The work is 70 to 80 minutes long in performance, and features ‘non-retrogradable’ rhythmic patterns (patterns that are the same played forwards as backwards) and four distinct musical themes. Messiaen described the themes as follows:
The “statue theme,” named for the threatening images on ancient Mexican monuments, features moving thirds often played by fortissimo brass.
The “flower theme” is a very slow, quiet figure introduced first by clarinets.
The “love theme” is the longest and according to Messiaen most significant theme.
The final theme is a set of opposing chords that produces crossing counterpoints in the orchestra.
Messiaen described these themes, and how they interweave throughout the movements, in his program notes for the first performance:
I. Introduction: Here are heard the first two cyclic themes – the first, in heavy thirds on the trombones; the second, in tender arabesques, on the clarinets.
II. Chant d’amour 1 [Love song]: This movement is a refrain, evoking two violently contrasted aspects of love: passionately carnal love, and tender and idealistic love.
III. Turangalîla 1: A nostalgic theme on the ondes martenot; a weightier theme on the trombones; slow song-like melody for the oboe. Rhythmic play on three planes for the maracas, wood-block and bass drum.
IV. Chant d’amour 2: A scherzo with two trios. In the restatement, the scherzo and two trios appear simultaneously, making a musical scaffolding in three tiers.
V. Joie du sang des étoiles [Joy of the blood of the stars]: This is the climax of sensual passion expressed in a long and frenzied dance of joy. The development contains a reversible rhythmic canon between trumpets and trombones, while the piano adds its vehement brilliance to the movement’s wild clamour. [A reviewer at the opening declared this clamour to remind him of “Hindu hillbillies, if there be such.”]
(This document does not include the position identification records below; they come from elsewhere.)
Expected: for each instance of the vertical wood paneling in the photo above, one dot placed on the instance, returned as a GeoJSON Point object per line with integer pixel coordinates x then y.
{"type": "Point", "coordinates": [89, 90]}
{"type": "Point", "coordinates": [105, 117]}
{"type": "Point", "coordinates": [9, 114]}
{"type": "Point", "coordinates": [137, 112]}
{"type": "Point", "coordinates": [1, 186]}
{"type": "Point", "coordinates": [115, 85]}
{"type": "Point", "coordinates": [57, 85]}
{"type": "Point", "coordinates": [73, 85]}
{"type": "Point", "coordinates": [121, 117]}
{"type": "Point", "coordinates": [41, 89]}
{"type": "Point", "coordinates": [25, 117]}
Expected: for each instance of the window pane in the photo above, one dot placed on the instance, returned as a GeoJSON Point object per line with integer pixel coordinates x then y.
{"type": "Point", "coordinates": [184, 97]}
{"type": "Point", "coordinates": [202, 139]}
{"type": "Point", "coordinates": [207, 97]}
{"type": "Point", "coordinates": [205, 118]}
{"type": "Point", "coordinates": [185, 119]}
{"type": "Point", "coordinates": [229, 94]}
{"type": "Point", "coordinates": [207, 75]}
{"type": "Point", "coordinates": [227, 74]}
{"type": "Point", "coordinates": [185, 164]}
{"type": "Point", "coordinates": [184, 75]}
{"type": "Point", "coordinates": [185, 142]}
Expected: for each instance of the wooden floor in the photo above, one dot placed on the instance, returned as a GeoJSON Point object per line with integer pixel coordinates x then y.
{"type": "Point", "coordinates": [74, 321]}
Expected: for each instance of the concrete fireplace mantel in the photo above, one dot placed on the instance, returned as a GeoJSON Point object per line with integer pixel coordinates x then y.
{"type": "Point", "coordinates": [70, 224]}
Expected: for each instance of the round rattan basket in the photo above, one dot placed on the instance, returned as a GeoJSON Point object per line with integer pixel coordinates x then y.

VI. Jardin du sommeil d’amour [Garden of the sleep of love]: Here appears the third cyclic theme: that of love. It is a long slow melody for ondes martenot and the strings, decorated by the vibraphone, the glockenspiel and the bird-song of the piano. Tender, idealistic and ethereal love.
VII. Turangalîla 2: Rhythmic pattern for the percussion, together with ‘rhythmic chromaticism’ of the time-values.
VIII. Développement de l’amour [Development of love]: This movement develops the three cyclic themes.
IX. Turangalîla 3: A rhythmic mode, using a ‘rhythmic chromaticism’ of 17 note-values: it uses five percussion instruments, wood-block, cymbal, maracas, tambourin provençal and tam-tam. Each percussive sound is reinforced by a string chord which is a realization of its particular resonance, thus uniting the quantitative and phonetic lines.
X. Finale: Here are two themes: (1) a joyful fanfare of trumpets and horns; (2) the ‘love’ theme. The coda is based on the love-theme.
Messiaen wanted to create a “love song and hymn of joy, time, movement, rhythm, life, and death.” Whether his work achieves this lofty goal is up to each individual listener to decide. What remains certain is that his inventive piece is like no other, a work of huge structural scope that strives to convey the gamut in experience, from most tender to most wild, of its basic theme: love.